Dalam sejarah sastra Rusia awal abad ke 20, orang hanya mencatat kebesaran Anton Chekov dan Maxim Gorsky. Tapi justru Ivan Bunin yang kurang dikenal di dalam dan luar negeri telah menjadi satu-satunya penulis Rusia yang mendapat Hadiah Nobel untuk kesusastraan di masanya. Pengarang yang low profile dan tak suka publikasi ini mampu mengatakan sebanyak-banyaknya dengan kata-kata se-dikit2nya adalah pengarang yang mampu keluar dari jebakan tradisi bangsanya, dan hegemoni sosial kaum Bolshevik, bahkan menantangnya, lalu melukiskan derita manusia yang abadi dan universal tentang kesepian dan ketidak mampuan manusia menghadapi maut. Sikap sosial dan politiknya jelas, ia melawan komunis dan pergi meninggalkan Rusia, negara yang dicintainya, dan tak kembali lagi.

Jadi kerja mengkritik atau memilah-milah, mendudukkan dan memasukkan seorang sastrawan pada posisi dan jaman tertentu adalah absurd. Apalagi menggolongkan satu karya atau periode lebih rendah dari yang lain dengan metode analisis yang rasional-subjektif , adalah kemustahilan yang absolute. Sebuah karya sastra atau seni itu terutama adalah masalah batin, sebuah rahasia, sebuah problem kepercayaan. Tapi sebuah karya tak ada yang tak bisa dipahami sama sekali.
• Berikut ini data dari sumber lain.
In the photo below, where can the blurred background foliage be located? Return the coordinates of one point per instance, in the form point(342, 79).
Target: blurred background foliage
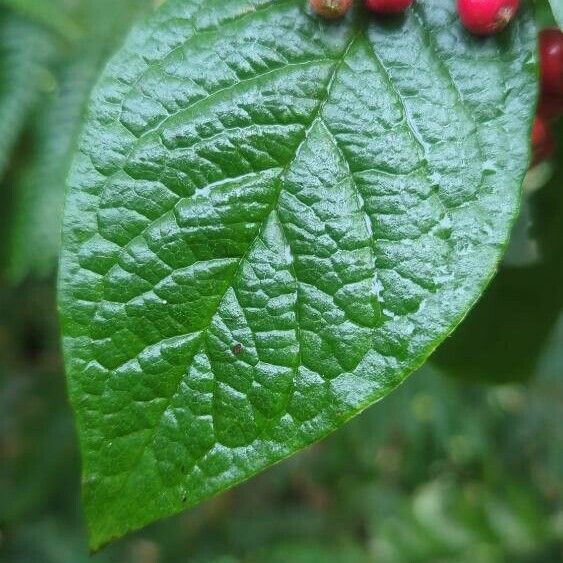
point(464, 463)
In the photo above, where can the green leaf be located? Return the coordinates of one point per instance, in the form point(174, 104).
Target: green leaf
point(511, 323)
point(557, 8)
point(48, 13)
point(40, 191)
point(272, 221)
point(25, 51)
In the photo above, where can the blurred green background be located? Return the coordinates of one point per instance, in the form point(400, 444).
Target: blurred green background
point(464, 463)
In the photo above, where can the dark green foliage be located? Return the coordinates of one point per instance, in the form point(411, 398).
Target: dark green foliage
point(444, 469)
point(263, 237)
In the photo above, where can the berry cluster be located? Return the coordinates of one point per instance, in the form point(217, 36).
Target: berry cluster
point(481, 17)
point(551, 96)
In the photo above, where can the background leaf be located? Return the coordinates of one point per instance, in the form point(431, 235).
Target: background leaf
point(35, 234)
point(264, 237)
point(557, 7)
point(49, 13)
point(510, 325)
point(25, 52)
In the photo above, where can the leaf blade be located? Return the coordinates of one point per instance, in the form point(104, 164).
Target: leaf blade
point(277, 152)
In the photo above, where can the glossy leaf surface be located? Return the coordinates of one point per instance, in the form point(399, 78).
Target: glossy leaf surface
point(271, 222)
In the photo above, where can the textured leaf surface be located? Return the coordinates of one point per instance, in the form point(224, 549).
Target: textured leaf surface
point(25, 51)
point(271, 221)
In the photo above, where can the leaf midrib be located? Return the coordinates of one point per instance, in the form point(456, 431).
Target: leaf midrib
point(228, 285)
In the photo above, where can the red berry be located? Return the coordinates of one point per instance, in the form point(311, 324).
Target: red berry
point(485, 17)
point(388, 6)
point(543, 143)
point(551, 61)
point(331, 9)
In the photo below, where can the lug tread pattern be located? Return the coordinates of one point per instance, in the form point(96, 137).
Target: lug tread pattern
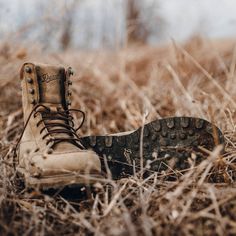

De Chirico, seorang pelukis terkenal dengan gagah mengatakan,” Hanya ada satu orang yang mengerti lukisan saya, dan dia adalah saya sendiri.” Betapapun, setiap penulis punya pendukung, dan itulah yang seharusnya menjadi batu penjuru baik atau buruknya, bagus atau tidaknya sebuah karya sastra. Dotoyevsky mengatakan “ Aku selalu mendapat dukungan dari pembacaku, tapi tidak dari para kritikusku.”